How might this year’s Assassin’s Creed play if it wasn’t just named after Homer’s Odyssey, but modelled on it? For starters, it would probably forgo the open world genre’s usual rhythms of acquisition and conquest. The Odyssey is, after all, the account of a refugee, returning by sea in the aftermath of a ruinous war. Rather than letting you climb every mountain you see, a game based on this story might make a virtue of impotence, asking you to endure the whims of spiteful gods, beg shelter from wary rulers and use cunning rather than force to overcome monstrous creatures. It would trade the average open world’s glut of navigational aids for a meditation on alienation and forgetfulness: when Odysseus finally arrives at his home island he no longer recognises it, and can only wander the shoreline in despair.
With its bustling map screen, abundance of gear categories, unlockable supermoves and many prizefights with gorgons and chimeras, Assassin’s Creed: Odyssey is not this game and nor does it pretend to be.
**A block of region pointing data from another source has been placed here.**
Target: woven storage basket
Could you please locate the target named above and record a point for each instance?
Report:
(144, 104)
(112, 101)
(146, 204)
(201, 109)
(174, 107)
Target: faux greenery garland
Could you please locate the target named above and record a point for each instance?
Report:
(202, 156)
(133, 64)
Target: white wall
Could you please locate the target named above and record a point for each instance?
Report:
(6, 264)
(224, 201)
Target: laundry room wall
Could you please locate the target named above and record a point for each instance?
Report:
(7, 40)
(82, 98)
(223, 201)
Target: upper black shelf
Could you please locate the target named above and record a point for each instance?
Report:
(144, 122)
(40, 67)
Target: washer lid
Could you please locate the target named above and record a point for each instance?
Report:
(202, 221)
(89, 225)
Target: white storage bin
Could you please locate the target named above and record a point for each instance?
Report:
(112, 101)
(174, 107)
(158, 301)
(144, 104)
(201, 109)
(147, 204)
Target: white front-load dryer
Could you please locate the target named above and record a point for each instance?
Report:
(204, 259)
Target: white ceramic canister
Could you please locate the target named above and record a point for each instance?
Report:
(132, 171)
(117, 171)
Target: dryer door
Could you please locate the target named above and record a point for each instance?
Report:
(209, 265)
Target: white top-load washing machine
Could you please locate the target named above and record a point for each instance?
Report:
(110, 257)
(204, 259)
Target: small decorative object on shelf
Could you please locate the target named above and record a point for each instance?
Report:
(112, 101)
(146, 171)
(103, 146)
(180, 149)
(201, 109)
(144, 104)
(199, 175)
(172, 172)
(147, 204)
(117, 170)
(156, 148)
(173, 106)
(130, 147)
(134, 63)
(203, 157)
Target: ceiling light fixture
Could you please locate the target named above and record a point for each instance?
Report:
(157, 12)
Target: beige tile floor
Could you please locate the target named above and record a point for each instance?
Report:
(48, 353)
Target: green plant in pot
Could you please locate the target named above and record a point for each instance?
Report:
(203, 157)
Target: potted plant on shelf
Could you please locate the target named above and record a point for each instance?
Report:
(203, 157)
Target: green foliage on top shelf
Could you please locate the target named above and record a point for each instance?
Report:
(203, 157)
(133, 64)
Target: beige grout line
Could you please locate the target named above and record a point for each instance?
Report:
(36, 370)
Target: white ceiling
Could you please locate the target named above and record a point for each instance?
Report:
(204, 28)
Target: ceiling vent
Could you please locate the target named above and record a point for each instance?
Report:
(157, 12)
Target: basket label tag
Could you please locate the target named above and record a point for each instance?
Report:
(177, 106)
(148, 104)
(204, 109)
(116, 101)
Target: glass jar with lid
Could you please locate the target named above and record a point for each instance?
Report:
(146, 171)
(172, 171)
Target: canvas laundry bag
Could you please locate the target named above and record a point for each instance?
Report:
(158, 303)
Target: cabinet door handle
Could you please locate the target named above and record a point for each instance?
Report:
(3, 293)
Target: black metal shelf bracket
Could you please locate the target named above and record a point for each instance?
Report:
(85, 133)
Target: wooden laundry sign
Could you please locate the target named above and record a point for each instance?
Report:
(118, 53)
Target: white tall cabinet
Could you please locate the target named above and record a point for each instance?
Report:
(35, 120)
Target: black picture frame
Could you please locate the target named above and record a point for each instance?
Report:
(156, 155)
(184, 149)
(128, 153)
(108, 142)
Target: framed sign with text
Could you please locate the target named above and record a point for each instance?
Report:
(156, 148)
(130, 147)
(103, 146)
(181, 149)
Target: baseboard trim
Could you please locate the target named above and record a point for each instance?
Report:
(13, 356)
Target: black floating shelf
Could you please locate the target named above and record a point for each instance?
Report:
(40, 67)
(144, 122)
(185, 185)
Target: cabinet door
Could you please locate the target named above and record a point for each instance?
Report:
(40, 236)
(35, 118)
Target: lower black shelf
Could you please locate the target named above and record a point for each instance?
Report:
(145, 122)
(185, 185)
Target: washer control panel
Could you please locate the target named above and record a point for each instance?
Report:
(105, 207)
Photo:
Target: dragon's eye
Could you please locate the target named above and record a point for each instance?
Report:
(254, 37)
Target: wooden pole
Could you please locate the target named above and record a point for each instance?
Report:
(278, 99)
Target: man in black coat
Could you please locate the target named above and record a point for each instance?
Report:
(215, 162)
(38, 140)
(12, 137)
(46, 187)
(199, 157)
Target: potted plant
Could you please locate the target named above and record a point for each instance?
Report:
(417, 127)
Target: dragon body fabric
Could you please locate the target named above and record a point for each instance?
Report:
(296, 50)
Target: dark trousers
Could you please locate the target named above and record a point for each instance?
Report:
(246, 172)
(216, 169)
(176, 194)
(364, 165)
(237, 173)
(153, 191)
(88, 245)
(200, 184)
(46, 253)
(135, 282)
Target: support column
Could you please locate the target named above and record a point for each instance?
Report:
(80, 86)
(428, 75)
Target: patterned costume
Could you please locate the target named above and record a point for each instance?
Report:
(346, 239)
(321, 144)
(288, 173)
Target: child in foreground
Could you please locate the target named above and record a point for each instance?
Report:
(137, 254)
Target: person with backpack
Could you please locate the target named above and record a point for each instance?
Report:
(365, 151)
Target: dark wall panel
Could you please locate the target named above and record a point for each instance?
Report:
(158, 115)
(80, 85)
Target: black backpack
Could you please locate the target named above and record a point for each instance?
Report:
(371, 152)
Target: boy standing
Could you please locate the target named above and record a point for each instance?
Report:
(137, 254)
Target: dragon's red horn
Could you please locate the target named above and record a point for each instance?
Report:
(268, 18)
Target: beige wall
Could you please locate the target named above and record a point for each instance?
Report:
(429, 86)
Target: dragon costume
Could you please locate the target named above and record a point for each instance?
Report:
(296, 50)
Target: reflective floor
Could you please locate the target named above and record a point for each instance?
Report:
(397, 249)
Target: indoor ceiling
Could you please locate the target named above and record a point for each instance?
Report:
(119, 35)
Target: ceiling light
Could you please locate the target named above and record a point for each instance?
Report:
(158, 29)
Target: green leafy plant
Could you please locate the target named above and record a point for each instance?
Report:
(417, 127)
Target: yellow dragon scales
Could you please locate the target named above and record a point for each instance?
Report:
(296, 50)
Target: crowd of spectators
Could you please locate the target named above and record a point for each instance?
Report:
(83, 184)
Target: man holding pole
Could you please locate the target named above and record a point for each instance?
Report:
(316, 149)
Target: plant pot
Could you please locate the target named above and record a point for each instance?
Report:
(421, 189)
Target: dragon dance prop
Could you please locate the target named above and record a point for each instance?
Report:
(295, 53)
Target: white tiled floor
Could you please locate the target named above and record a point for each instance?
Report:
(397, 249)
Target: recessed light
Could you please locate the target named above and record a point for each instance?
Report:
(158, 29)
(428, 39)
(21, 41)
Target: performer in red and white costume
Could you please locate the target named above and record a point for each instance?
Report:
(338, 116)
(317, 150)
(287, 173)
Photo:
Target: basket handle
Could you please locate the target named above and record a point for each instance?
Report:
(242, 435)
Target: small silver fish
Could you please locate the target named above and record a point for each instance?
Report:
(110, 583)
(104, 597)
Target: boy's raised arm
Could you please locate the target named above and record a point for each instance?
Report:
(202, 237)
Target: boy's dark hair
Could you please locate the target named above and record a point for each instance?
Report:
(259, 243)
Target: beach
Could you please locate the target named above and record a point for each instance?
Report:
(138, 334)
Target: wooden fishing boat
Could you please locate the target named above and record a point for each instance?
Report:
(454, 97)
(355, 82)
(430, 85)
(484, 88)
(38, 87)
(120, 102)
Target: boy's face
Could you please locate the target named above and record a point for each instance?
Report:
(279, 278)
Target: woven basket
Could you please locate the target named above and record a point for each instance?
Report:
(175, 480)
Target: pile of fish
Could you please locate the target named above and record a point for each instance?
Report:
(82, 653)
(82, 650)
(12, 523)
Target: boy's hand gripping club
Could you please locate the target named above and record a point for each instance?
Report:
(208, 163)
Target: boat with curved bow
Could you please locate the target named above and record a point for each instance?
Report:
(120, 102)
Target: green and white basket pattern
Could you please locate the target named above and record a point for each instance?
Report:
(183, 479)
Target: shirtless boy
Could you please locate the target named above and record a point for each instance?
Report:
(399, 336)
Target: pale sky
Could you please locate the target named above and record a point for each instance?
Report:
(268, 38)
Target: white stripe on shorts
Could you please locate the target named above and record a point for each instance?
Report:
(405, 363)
But as narrative director Mel MacCoubrey explains, the developer’s readings of Homer alongside other ancient Greek authors have shaped Odyssey’s world, as the 20th Assassin’s Creed continues its predecessor’s push into the roleplaying genre. “We did a lot of research into Oedipus Rex, the Odyssey, crazy stuff like Lysistrata – all of these amazing Greek texts,” she recalls. “We looked at which of them would be structurally sound for an open world, and how we could mix the structure of an ancient epic and a Greek tragedy into one, and that very much influenced who the protagonists then became – they’re brought from tragedy into this big world experience, and you see it all through their eyes for the first time.”